Die Rolle der Regierung
Kristalina Georgieva, Leiterin des Internationalen Währungsfonds, forderte kürzlich Regierungen auf der ganzen Welt auf, den Ärmsten Subventionen für Lebensmittel- und Energiepreise zu gewähren.
Die thailändische Regierung hat auch einige Subventionen für Kochgas- und Dieselpreise gewährt. Die Energiesubventionen haben das Defizit des staatlichen Oil Fuel Fund zum 12. Juni auf 91,1 Milliarden Baht aufgebläht. Um die Liquidität des Fonds wiederherzustellen, forderte die Regierung kürzlich Gas- und Ölraffinerien auf, einen monatlichen Beitrag zum Fonds zu leisten. Kritiker werfen den Raffinerien vor, sich über satte Margen auf Kosten von Verbrauchern und Industrien zu freuen.
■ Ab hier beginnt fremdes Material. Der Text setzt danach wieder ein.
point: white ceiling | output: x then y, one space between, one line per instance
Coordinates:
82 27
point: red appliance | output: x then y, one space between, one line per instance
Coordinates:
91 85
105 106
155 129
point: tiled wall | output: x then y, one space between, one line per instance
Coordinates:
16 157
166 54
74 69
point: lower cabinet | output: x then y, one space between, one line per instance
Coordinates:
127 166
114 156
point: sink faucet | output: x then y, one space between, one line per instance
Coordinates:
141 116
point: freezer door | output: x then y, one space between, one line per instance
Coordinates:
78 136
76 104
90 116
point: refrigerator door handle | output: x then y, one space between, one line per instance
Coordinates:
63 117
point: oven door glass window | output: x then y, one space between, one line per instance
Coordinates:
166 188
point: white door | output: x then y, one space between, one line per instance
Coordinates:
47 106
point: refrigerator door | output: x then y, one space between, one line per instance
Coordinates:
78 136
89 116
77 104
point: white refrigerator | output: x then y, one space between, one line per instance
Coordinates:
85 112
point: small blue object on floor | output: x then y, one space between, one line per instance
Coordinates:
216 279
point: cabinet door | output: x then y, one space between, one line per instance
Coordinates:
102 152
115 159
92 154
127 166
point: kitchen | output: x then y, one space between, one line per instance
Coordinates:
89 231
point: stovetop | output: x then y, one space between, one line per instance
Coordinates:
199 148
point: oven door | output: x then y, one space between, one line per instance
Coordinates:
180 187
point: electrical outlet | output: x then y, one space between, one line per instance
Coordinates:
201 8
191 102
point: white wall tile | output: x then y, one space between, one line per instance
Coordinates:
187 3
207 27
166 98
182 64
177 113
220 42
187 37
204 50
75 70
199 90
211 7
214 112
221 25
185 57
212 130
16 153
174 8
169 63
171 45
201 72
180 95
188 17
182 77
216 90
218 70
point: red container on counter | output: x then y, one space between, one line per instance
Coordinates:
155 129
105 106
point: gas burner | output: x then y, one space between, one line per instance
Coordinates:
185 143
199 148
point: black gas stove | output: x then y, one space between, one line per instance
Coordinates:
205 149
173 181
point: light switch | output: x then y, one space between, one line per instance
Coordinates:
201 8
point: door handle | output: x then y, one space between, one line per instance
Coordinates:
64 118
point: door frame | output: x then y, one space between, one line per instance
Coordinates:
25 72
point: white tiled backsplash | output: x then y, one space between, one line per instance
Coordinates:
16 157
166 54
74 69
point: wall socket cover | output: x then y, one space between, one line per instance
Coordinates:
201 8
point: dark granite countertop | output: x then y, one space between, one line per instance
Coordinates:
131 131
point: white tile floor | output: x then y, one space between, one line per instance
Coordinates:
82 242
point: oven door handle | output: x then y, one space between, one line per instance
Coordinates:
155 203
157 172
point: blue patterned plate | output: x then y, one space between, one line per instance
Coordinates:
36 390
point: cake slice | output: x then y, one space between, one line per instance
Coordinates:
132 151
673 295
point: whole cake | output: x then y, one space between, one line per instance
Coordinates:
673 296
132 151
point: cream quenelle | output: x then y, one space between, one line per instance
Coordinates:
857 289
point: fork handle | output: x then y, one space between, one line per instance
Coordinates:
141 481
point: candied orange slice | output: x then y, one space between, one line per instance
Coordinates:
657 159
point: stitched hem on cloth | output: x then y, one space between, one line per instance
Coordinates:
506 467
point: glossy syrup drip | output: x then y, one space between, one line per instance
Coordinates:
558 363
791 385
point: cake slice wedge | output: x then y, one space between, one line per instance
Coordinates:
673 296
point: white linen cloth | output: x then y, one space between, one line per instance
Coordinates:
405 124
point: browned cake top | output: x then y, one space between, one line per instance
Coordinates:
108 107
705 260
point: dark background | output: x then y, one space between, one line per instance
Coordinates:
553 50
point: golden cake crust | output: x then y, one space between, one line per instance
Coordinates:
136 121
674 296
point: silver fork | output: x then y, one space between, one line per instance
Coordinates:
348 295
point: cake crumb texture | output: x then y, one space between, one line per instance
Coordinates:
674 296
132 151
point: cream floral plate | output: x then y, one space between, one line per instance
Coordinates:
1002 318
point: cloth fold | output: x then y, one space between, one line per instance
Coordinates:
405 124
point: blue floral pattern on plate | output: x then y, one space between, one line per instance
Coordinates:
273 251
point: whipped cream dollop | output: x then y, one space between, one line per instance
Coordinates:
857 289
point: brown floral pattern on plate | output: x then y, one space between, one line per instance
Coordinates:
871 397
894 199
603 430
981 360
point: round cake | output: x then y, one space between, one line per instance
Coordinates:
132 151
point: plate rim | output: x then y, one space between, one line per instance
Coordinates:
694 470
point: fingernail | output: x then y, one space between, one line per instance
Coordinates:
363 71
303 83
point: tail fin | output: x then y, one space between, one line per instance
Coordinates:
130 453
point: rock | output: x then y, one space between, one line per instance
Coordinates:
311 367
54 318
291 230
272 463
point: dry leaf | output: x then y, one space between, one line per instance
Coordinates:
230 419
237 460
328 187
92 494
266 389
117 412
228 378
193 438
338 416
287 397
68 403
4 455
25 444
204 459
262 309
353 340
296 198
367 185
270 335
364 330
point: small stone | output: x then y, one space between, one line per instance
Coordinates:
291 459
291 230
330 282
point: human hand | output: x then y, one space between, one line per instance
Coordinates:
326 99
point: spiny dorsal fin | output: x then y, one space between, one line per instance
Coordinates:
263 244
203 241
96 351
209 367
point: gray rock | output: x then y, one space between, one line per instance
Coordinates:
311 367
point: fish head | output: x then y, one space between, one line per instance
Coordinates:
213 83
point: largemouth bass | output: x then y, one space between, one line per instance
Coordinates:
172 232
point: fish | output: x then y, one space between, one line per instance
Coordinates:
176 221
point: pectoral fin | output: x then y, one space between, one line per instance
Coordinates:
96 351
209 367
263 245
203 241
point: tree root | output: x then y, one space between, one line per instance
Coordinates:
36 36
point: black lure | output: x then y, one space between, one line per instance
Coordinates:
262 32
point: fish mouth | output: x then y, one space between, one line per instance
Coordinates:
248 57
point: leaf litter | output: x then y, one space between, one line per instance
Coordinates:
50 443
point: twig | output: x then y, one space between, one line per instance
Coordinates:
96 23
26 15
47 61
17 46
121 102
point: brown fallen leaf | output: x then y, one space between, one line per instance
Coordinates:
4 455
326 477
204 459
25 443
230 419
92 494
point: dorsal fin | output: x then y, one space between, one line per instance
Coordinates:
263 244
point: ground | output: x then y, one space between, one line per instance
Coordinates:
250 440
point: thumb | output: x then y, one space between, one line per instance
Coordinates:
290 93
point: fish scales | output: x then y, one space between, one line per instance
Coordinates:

Die thailändischen Behörden wollen den Dieselpreis bis Ende dieses Monats bei 35 Baht pro Liter halten und könnten ihn später auf 38 Baht steigen lassen. Die Aussichten für die Energiepreise werden weitgehend von der russischen Invasion in der Ukraine und der Dauer des Krieges abhängen.
In der Zwischenzeit gehen die Sorgen auf der Lebensmittelseite weiter; Händler warnten kürzlich, dass der Reispreis dem steigenden Trend von Weizen folgen könnte. Dies kann jedoch keine nachteiligen Auswirkungen haben, da Thailand reichlich Reis hat. Die thailändischen Landwirte leiden jedoch bereits unter den steigenden Preisen für Düngemittel und Tierfutter.